Ms. Spurrier: Our behavior and lifestyle choices make us prone to illnesses that are chronic, complex, life altering and life shortening. The IoT revolution is unfolding across all geographic and technological borders, and what is thrilling is not about devices/things being linked together, but the promise this holds for the ‘connected person’ – a world of people connected ubiquitously across the indoor environment, in smart communities, smart offices, smart homes and smart schools. Sensors deployed in homes, as wearables or even embedded in our bodies can help people understand their health performance and actions for improvement. It is all about transforming an aged system of sick care to one that “powers up” individuals wherever they are to enhance their health and well-being. We have much work to do to separate the signal from the noise so technology and connection can be utilized in a simple, convenient, integrated and affordable way.

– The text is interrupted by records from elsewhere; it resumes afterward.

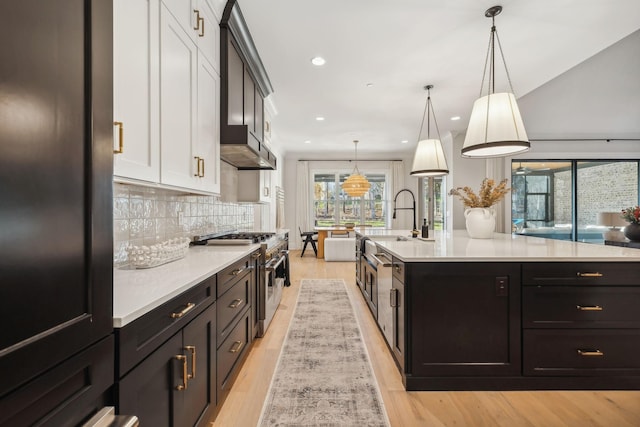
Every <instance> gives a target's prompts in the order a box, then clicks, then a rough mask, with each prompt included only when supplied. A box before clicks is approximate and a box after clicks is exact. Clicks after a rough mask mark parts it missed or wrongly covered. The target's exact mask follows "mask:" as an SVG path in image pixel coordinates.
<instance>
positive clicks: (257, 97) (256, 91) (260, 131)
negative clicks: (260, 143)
mask: <svg viewBox="0 0 640 427" xmlns="http://www.w3.org/2000/svg"><path fill="white" fill-rule="evenodd" d="M255 91H256V93H255V95H254V97H253V99H254V130H253V134H254V135H255V136H256V138H258V141H264V99H262V95H261V94H260V91H259V90H258V86H256V88H255Z"/></svg>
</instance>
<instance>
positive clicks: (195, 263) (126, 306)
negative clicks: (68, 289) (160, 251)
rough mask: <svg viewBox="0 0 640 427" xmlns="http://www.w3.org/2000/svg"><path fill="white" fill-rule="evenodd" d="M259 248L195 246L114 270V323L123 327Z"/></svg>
mask: <svg viewBox="0 0 640 427" xmlns="http://www.w3.org/2000/svg"><path fill="white" fill-rule="evenodd" d="M259 247H260V245H259V244H251V245H238V246H192V247H190V248H189V250H188V251H187V256H186V257H184V258H182V259H180V260H177V261H173V262H170V263H168V264H164V265H161V266H158V267H154V268H148V269H133V268H131V269H120V268H116V269H114V270H113V326H114V327H115V328H121V327H123V326H125V325H127V324H128V323H130V322H132V321H134V320H135V319H137V318H138V317H140V316H142V315H144V314H145V313H148V312H149V311H151V310H153V309H154V308H157V307H159V306H160V305H162V304H163V303H165V302H167V301H169V300H170V299H172V298H173V297H175V296H177V295H179V294H181V293H182V292H184V291H186V290H188V289H189V288H191V287H193V286H194V285H197V284H198V283H200V282H202V281H203V280H205V279H207V278H209V277H211V276H212V275H214V274H215V273H217V272H218V271H220V270H222V269H223V268H225V267H228V266H229V265H231V264H233V263H234V262H236V261H238V260H240V259H242V258H243V257H245V256H247V255H248V254H250V253H251V252H253V251H255V250H256V249H258V248H259Z"/></svg>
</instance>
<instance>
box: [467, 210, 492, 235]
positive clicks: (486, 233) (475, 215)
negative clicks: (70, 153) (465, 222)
mask: <svg viewBox="0 0 640 427" xmlns="http://www.w3.org/2000/svg"><path fill="white" fill-rule="evenodd" d="M464 217H465V218H466V220H467V221H466V223H467V233H468V234H469V237H471V238H472V239H491V238H492V237H493V232H494V231H495V229H496V212H495V211H494V210H493V209H491V208H468V209H465V211H464Z"/></svg>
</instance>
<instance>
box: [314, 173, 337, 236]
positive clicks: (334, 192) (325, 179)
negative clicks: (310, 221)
mask: <svg viewBox="0 0 640 427" xmlns="http://www.w3.org/2000/svg"><path fill="white" fill-rule="evenodd" d="M335 180H336V177H335V175H334V174H315V175H314V182H313V215H314V224H315V225H316V226H328V225H333V224H334V223H335V222H336V220H335V206H336V204H335V201H336V195H335V191H336V184H335Z"/></svg>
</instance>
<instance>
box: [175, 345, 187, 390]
mask: <svg viewBox="0 0 640 427" xmlns="http://www.w3.org/2000/svg"><path fill="white" fill-rule="evenodd" d="M176 359H177V360H180V361H181V362H182V384H179V385H177V386H176V390H179V391H183V390H186V389H187V378H188V376H187V356H185V355H183V354H178V355H177V356H176Z"/></svg>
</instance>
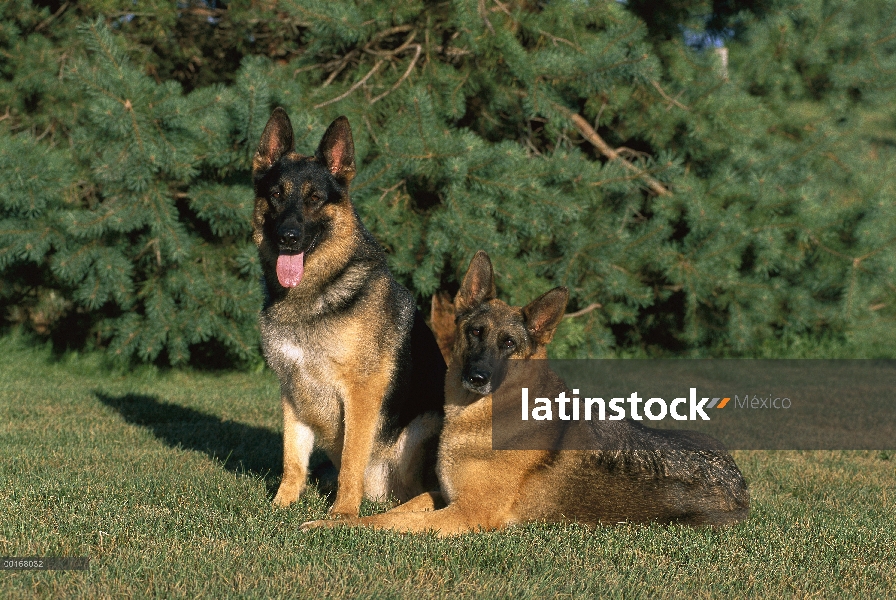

Looking back, since you opened the Well Living Lab’s doors in May 2016, what are you most proud of and what was one of the biggest lessons learned?
I am most proud of the team and the eco-system we are building into the lab — Ph.D.’s of disparate backgrounds, IT specialists, operations folks – everyone is coming together in a unified fashion that is allowing us to create great science and begin to answer the questions that will improve health in the indoor environment.
I would say that developing our own culture and an identity has been the toughest part for the Lab. We have so many directions and expectations that have all been good tests for us, and it really has been over this past year that we are realizing we are our own, unique team – we have collaborators and supporters surrounding us, but we are now finally becoming a bit more “emancipated” if you will, and finding our own value, purpose and focus as the Well Living Lab.